Ama temsilcilerin ilk görüşmesinde 'önkoşulsuz' süreç için mutabık kalındı?
Niye bu aşamada bundan bahsetmiyor, sorusunu soralım. Çünkü şimdi konuşursa Ermenistan hükümetinin bu sürece girmesini engellemiş olur. Türkiye bu aşamada Ermenistan'ın sürece girmesini istiyor.
Neden istiyor? Bu Türkiye için ayrı bir konu. Ama ben Türkiye'nin Ermenistan'ı sürecin içine çekip, Ermenistan'dan mümkün olan her şeyi almak isteyeceğine eminim.
Türkiye Ermenistan'dan ne istiyor?
Ben Türkiye'nin Ermenistan’la ilişki kurmak istediğine inanıyorum. Ama nasıl bir Ermenistan’la?

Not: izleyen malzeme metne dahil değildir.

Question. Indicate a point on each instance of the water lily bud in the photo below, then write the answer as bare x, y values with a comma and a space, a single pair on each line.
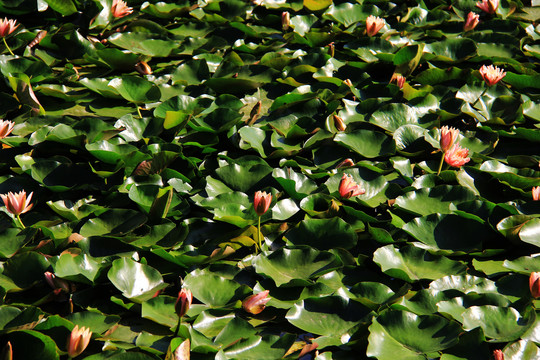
261, 202
349, 188
183, 302
143, 68
448, 137
534, 284
471, 22
120, 9
491, 74
285, 20
398, 79
498, 355
536, 193
78, 341
339, 124
17, 203
457, 156
6, 127
40, 35
489, 6
7, 26
182, 352
373, 25
255, 304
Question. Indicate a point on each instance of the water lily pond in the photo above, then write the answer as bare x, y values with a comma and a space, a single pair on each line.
270, 179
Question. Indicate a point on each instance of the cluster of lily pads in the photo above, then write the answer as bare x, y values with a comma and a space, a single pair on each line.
267, 179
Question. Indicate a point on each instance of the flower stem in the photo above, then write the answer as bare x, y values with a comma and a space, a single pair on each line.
7, 46
259, 234
178, 326
20, 221
440, 165
482, 94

Zayıf bir Ermenistan ile. Kars Anlaşması’nı tanımış bir Ermenistan’la. Ki dolaylı yollardan tanınmıştır bu anlaşma zaten. Zürih protokollerinde dolaylı olarak tanındı mesela. Türkiye öyle bir gerçeklik yaratmak istiyor ki, Soykırımın uluslararası alanda tanınması konusunda diaspora ile Ermenistan hükümetinin arası açılsın. İnanıyorum ki bir an gelecek ve Azerbaycan ile Türkiye, Ermenistan'ın kendilerine Zengezur koridoru konusunda doğrudan bir geçit veremeyeceğini anlayacak. Ama yine de Zengezur koridorunu ortaya koyarak Ermenistan'dan daha fazla ne koparabileceklerine bakıyorlar. Türkiye kendi ön koşullu diplomasisine devam edecektir.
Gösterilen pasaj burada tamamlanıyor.